Am Beispiel Baden-Württembergs nannte er auch konkrete Zahlen: So müsse die bislang hier installierte Leistung aus erneuerbaren Energien von 10,4 Gigawattstunden bis 2040 verfünffacht werden – und zwar bei der Energie aus Photovoltaik von 6,9 auf 38,7 und bei der Windenergie von 1,6 auf 11,5 Gigawattstunden. Unterm Strich sind in seinem auf die Stadt Eppelheim bezogenen Szenario „Endenergieverbrauch 2040“ die aktuell noch großen Posten Heizöl, Erdgas und Kraftstoffe überhaupt nicht mehr enthalten.
Zahlen lieferte Keßler aber auch zum Eppelheimer „Potenzial zur erneuerbaren Energieerzeugung: Seit 2020 seien auf diese Weise 3740 Megawattstunden im Jahr erzeugt worden, doch belaufe sich das Potenzial vor Ort auf 46 767 Megawattstunden jährlich, zu der die Photovoltaik auf Dachflächen 37 598, jene auf Freiflächen 8546 und Energie aus Biomasse-Kraft-Wärme-Kopplung 623 Megawattstunden beisteuern könnten.
Dass der Kliba-Chef unmittelbar danach auf das Photovoltaik-Freiflächenpotential“ zu sprechen kam, begründete er damit, dass die Dachflächen für den notwendigen erneuerbaren Strom nicht ausreichend seien.
Im Detail ins Spiel brachte Keßler eine elf Hektar große Fläche direkt östlich der Autobahn 5 (A 5) zwischen der Leonie-Wild-Straße und dem Oftersheimer Weg. Dies rief prompt Simon Stephan als Sprecher für die Landwirte auf den Plan.
Stephan hielt zunächst fest, dass in Eppelheim von der Stadtgesamtfläche von 500 Hektar 250 bebaut seien und 40 landwirtschaftlich nicht nutzbar. Die restlichen 210 Hektar würden von neun Haupterwerbsbetrieben und diversen Nebenerwerbsbetrieben bewirtschaftet.

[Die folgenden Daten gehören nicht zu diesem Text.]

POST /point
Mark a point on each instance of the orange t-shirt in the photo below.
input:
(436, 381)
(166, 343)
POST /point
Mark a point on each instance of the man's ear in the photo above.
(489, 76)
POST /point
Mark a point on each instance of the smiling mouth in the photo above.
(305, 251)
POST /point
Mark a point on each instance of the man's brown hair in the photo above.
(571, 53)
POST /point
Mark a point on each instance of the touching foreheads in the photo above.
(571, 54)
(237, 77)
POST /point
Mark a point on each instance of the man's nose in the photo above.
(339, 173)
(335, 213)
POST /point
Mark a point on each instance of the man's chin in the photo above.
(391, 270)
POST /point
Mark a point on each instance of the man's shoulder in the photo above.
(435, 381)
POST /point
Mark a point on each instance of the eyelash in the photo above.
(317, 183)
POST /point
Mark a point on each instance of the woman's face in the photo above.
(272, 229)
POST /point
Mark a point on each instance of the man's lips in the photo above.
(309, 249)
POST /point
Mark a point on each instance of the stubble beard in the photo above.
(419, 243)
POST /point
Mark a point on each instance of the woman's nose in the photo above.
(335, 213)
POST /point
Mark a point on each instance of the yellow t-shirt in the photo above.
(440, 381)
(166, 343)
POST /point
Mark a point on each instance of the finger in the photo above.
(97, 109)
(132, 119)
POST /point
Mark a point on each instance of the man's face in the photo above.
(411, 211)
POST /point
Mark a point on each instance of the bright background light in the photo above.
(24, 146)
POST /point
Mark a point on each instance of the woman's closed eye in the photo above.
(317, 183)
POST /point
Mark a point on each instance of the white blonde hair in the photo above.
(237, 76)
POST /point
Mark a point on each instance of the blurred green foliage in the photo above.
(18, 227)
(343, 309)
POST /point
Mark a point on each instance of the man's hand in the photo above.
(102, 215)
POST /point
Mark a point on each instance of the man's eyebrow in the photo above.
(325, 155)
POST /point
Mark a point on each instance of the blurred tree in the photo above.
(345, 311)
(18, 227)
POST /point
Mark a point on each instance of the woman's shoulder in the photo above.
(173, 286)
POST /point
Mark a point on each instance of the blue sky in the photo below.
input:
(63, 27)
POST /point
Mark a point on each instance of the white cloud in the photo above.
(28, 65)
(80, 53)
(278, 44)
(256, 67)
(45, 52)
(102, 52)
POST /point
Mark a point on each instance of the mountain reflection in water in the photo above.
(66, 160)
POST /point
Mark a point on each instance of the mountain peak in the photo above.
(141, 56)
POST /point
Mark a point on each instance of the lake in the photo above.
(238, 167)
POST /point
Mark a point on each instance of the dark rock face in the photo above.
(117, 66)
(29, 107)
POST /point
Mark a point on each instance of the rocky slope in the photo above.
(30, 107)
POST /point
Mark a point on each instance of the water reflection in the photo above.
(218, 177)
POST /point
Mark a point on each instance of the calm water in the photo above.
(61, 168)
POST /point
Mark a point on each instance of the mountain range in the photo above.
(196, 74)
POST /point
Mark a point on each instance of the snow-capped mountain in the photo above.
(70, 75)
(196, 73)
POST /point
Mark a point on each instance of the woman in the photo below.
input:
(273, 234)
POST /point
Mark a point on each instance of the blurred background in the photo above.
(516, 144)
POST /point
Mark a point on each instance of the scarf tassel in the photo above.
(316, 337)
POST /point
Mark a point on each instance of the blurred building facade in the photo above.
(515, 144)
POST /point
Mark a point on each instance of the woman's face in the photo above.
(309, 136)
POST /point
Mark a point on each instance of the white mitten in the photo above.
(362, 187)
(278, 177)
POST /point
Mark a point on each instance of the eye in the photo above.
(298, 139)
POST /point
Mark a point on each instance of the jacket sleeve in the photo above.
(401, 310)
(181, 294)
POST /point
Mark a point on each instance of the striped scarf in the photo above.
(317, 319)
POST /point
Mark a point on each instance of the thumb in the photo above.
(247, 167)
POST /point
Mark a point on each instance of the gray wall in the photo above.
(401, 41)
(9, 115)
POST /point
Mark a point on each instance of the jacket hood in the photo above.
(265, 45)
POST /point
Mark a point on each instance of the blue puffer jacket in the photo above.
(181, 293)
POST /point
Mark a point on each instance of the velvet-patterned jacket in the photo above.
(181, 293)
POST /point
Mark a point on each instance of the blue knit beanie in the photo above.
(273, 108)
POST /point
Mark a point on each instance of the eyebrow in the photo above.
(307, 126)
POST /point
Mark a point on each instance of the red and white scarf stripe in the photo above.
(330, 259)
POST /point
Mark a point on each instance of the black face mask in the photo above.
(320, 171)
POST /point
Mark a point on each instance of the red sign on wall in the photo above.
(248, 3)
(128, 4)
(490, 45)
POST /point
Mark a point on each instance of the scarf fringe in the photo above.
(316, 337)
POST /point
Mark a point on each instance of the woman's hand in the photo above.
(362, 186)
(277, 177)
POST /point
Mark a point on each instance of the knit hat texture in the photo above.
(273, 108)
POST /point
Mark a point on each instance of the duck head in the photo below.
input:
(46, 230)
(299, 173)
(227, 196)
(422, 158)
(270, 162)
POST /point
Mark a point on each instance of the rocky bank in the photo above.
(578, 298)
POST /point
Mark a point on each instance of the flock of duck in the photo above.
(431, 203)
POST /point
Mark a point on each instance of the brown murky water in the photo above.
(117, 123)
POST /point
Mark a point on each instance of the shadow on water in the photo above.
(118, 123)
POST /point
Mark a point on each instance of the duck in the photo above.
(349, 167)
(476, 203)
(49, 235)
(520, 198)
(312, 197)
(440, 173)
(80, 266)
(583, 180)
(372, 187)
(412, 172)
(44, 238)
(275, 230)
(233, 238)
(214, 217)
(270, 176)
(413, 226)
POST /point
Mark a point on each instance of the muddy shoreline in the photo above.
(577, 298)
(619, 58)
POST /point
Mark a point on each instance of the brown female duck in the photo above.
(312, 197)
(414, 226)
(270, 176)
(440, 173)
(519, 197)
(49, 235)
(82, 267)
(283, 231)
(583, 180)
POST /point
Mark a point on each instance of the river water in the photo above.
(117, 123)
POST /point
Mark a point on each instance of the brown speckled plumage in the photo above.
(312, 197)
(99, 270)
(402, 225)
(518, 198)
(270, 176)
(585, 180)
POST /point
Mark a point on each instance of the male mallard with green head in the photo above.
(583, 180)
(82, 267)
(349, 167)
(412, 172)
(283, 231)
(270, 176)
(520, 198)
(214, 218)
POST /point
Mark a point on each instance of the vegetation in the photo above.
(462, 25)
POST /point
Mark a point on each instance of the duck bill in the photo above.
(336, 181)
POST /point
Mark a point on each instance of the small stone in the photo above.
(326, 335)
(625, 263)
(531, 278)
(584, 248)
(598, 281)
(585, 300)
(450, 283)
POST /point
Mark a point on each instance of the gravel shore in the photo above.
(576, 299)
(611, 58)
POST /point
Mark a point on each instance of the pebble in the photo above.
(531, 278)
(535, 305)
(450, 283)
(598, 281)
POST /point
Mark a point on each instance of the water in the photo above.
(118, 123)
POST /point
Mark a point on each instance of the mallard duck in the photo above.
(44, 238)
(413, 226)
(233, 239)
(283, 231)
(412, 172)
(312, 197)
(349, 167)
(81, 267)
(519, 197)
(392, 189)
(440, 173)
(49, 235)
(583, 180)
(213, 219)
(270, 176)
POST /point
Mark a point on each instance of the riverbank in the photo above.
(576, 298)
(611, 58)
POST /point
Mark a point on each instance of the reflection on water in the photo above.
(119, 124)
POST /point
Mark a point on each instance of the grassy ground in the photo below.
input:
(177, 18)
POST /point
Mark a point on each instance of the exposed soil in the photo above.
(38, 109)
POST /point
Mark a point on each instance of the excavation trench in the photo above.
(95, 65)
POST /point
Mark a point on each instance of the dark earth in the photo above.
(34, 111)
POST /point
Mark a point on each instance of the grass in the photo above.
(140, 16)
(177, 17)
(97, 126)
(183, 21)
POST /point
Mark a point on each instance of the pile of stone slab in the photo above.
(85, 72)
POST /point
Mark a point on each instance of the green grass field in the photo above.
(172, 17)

Produziert würden auf diesem Terrain, das 80 Bodenpunkte aufweise, zu über 80 Prozent hochwertige Lebensmittel. Bodenpunkte sind in Deutschland ein Index, der die Qualität von Ackerflächen von 1 „Sehr schlecht“ bis 100 „Sehr gut“ bewertet. Die Freifläche entlang der A 5, fuhr Simon Stephan fort, weise sogar über 80 Bodenpunkte auf und sei somit „fruchtbarste Erde“. Und er habe mit der Gesellenprüfung einen Eid abgelegt, den „Boden zu schützen“.
Allerdings könnte es für die Eppelheimer Landwirte schon eine „ganz interessante Geschichte“ sein, einmal über „Agri-Photovoltaik“ nachzudenken. Letztere bezeichnet ein Verfahren zur gleichzeitigen Nutzung landwirtschaftlicher Flächen für die Nahrungsmittelproduktion wie auch für die PV-Stromerzeugung.
Inhaltlich in die von Christian Scharff vom SWR sachkundig und engagiert moderierte Versammlung brachten sich auch noch der städtische Umwelt- und Naturschutzbeauftragte Benedikt Seelbach sowie Silvia Weiß und Thomas Rink von der lokalen „Zukunftswerkstatt Klima“ ein. Und schlussendlich machten auch die Versammlungsgäste mit ihren Meinungen und Fragen deutlich, dass in Sachen „Erneuerbare Energien in Eppelheim“ in der Tat noch jede Menge Klärungsbedarf besteht.